Last year at this time, I felt that God was giving me a one word direction: SIMPLIFY. And, I thought I knew exactly how that would look. I pictured “simplify” in a romanticized, dreamy way. I imagined my home being somehow magically transformed into a light and airy retreat with no clutter anywhere. And, I pictured myself serenely sipping herbal tea from a designer mug and enjoying my new simplified existence. Problems would somehow disappear along with the clutter and I would grow in faith, creativity and wisdom.
Turns out that is not what God had in mind.
Instead, I was stripped down to my very soul. I was bruised and battered and shaken until even my faith was weak and broken. There was no sorting and purging of closets and drawers. There were no healthy meal preparations, no Bible studies, and certainly no creativity.
I think I have shared with you all before that I have a chronic illness called Meniere’s Disease. It’s a nasty auto-immune disorder that has robbed me of the hearing in my affected ear and causes violent bouts of vertigo. In 2015, it once again began attacking me with a vengeance. The attacks were so intense that I couldn’t move an inch without becoming extremely ill. I spent months at a time unable to leave the house and rarely able to leave my bed except for short periods between attacks.
I was reduced to needing help to get to the bathroom. Meals consisted of water and an occasional piece of toast if I felt I could keep it down. Showers were weekly instead of daily and taken between attacks. And, my faith was brought back to the basics of, “Is there really a God?” and “Does He care about me at all?”
Oh, this was so not what I had in mind when I heard the word “simplify” at the beginning of the year. Where was my serene house and peaceful existence?! Instead, I was scared, confused, ill and so very angry. Someone had gotten the plan very, very wrong.

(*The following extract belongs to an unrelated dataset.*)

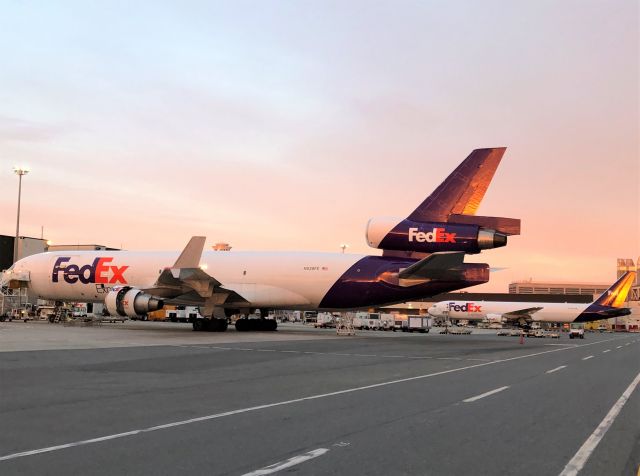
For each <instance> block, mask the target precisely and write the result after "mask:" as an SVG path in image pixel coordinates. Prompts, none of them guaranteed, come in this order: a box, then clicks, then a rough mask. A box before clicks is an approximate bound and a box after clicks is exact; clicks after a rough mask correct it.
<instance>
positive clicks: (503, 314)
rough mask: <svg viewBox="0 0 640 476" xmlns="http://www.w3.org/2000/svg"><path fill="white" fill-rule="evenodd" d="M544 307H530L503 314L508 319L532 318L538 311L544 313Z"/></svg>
mask: <svg viewBox="0 0 640 476" xmlns="http://www.w3.org/2000/svg"><path fill="white" fill-rule="evenodd" d="M542 309H544V308H542V307H528V308H526V309H518V310H517V311H511V312H505V313H504V314H503V316H504V317H506V318H521V317H527V316H529V317H531V316H532V315H533V314H535V313H536V312H538V311H542Z"/></svg>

After months and months (OK, pretty much all of 2015), it finally dawned on me: my life HAD become simple. I may not have been able to clean out my closet, but I certainly didn’t worry about what to wear. I wore whatever nightgown my husband brought to me. I couldn’t clean the house, but that meant I didn’t have a long chore list either. Meal planning flew out the window, my guys learned to fend for themselves. And, gone were the days of overdoing every holiday. I spent almost every birthday and holiday sick in bed.
My faith was reduced to pure simplicity. At first, I spent a lot of my time arguing and wheedling with God. Did he not know that serial killers and child molesters were roaming the earth unencumbered by illness? What in the world was I doing laying on the bathroom floor in misery while they ran around free?

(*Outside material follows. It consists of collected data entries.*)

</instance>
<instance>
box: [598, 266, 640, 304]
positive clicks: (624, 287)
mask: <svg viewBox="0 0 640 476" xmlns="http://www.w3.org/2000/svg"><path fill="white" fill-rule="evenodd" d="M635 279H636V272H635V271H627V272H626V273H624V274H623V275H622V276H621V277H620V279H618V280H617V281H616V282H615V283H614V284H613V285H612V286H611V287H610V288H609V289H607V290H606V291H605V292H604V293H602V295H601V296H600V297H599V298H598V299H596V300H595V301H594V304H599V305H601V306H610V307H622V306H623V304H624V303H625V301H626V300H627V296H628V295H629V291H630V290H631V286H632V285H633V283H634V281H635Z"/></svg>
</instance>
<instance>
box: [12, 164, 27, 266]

But, it finally came down to SIMPLY this: Did I believe in a loving God? And, did I trust him?
I would cry and moan and be angry but those two questions remained. And, in the end, I had to answer “Yes” to both questions. And that’s faith in its very simplest form.
As I head into 2016 a new word has emerged: ACCEPTANCE. Of course I want to imagine it means I will be accepting loads of blessings and miraculous healing. But, I know better. And so, this year I will be working on acceptance. Acceptance of whatever may come my way. For, I really do believe in a loving God and I truly do trust him.